The Big Australian should strike a deal with Rio Tinto – by Terry McCrann (Melbourne Herald Sun – August 27, 2013)

http://www.heraldsun.com.au/

ALUMINIUM was the ghost at the BHP Billiton profit feast last week.

Although the aluminium, manganese and nickel division generated more than $9 billion of revenue, it contributed just $164 million of EBIT (earnings before interest and tax).

Compare and contrast that with the jewel in the BHPB crown – iron ore, which on a little more than double that revenue, at $20 billion, contributed more than 67 times as much EBIT, or $11.1 billion.

Incidentally, I never – and I’m equally certain, neither would most other commentators – have ever thought, in the good old days pre-China, that we’d end up describing lumpy, plentiful, iron ore as the ‘jewel” in anyone’s crown.

That it is, certainly in the corporate crowns of BHPB and Rio Tinto. It’s also made multi-billionaires of Gina Rinehart and Andrew Forrest. In contrast, aluminium ain’t going to make a billionaire of anyone. Thanks to China continuing to smelt uneconomically, aluminium has a knack of turning billionaires, corporate or otherwise, into mere millionaires.

BHPB has to be looking very seriously at selling out of the metal. It’s just too troublesome. And when, rather than if that happens, its interests in nickel and manganese would also come into play.

BHPB’s manganese is a pretty good business. But in the growth dynamics of BHPB it would arguably be too small and disconnected on its own.

Now the question about aluminium, is not so much a decision to sell. If it’s not yet been formally taken, it will.

Underperforming aluminium was already an oddity in the BHPB of the last CEO, the aggressive expansionist Marius Kloppers.

But it stands out like the proverbial – or, not so proverbial – sore thumb, in the BHPB of new CEO Andrew Mackenzie, with his ruthless focus on productivity and assets having to generate acceptable rates of return.

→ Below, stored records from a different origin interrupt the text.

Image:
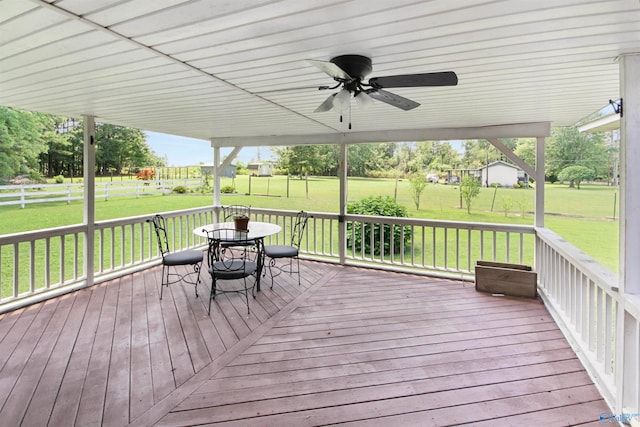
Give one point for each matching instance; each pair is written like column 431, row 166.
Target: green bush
column 227, row 189
column 179, row 189
column 359, row 234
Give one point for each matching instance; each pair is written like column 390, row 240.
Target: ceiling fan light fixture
column 363, row 100
column 342, row 99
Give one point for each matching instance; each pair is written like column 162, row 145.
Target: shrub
column 470, row 189
column 359, row 234
column 179, row 189
column 418, row 182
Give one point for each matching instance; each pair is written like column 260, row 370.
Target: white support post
column 627, row 333
column 539, row 178
column 342, row 226
column 630, row 174
column 216, row 181
column 89, row 166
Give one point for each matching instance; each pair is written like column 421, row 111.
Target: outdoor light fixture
column 363, row 100
column 342, row 99
column 617, row 106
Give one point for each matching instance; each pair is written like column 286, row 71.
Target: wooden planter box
column 508, row 279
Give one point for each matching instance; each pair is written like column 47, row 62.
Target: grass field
column 584, row 217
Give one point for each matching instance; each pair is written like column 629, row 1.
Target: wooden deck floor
column 350, row 346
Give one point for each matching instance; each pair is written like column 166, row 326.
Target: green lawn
column 583, row 217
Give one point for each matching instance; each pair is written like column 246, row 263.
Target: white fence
column 45, row 193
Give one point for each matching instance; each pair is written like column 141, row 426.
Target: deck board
column 350, row 345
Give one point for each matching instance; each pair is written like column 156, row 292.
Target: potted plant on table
column 241, row 222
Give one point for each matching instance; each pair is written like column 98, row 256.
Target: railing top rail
column 525, row 229
column 140, row 218
column 516, row 228
column 9, row 239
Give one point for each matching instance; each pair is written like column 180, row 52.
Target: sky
column 182, row 151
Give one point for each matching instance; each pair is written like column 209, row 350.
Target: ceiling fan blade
column 326, row 105
column 392, row 99
column 446, row 78
column 330, row 68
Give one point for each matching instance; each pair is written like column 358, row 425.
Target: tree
column 418, row 182
column 21, row 142
column 470, row 189
column 567, row 147
column 576, row 174
column 301, row 159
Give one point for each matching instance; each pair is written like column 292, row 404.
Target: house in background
column 260, row 169
column 502, row 173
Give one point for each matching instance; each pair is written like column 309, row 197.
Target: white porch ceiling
column 214, row 69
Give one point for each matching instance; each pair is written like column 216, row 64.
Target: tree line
column 590, row 156
column 42, row 145
column 36, row 145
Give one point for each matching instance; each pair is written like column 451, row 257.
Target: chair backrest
column 298, row 228
column 227, row 245
column 231, row 211
column 160, row 226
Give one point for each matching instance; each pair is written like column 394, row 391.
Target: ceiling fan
column 350, row 70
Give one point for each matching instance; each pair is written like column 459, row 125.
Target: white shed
column 499, row 172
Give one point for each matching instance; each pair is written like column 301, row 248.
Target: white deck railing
column 582, row 295
column 602, row 325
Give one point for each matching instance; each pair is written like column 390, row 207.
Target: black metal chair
column 278, row 252
column 171, row 260
column 231, row 211
column 233, row 266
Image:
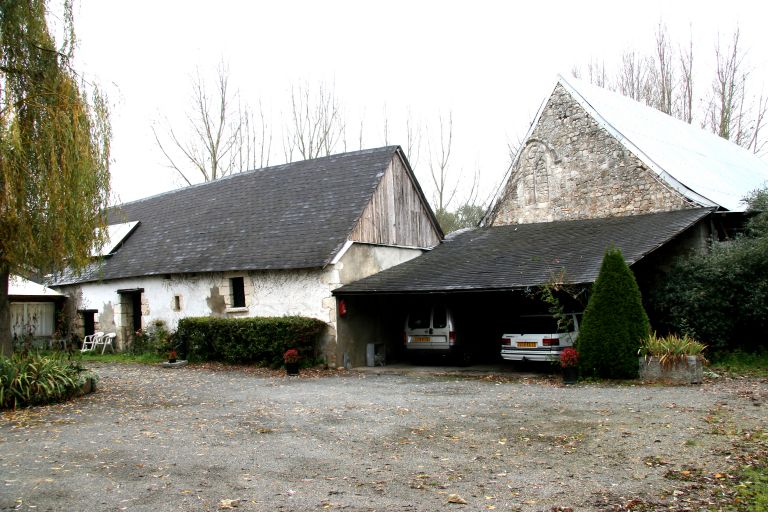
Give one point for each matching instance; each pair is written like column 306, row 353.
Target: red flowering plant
column 291, row 356
column 569, row 357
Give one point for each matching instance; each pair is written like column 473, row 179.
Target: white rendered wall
column 305, row 292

Simply put, there’s no prospect of aluminium – perhaps the last real vestige of ‘social metal’ in the 21st century – earning even an UNacceptable rate of return, any time soon.

If BHPB is – quietly – looking to sell, and it must be, although the company would make no comment on it, one option it would have to be, or at least, should be, contemplating, is doing a creative deal with its arch-rival Rio Tinto.

Rio has a much bigger, even more disastrous investment in aluminium. It spent more than $40 billion buying Alcan and has written off more than $30 billion of that.

It wants – publicly, even more desperately than BHPB – to get out of aluminium. Or, less rationally, at least out of some parts of its aluminium business.

But it has failed to find a buyer at a reasonable price, or perhaps even at almost any price.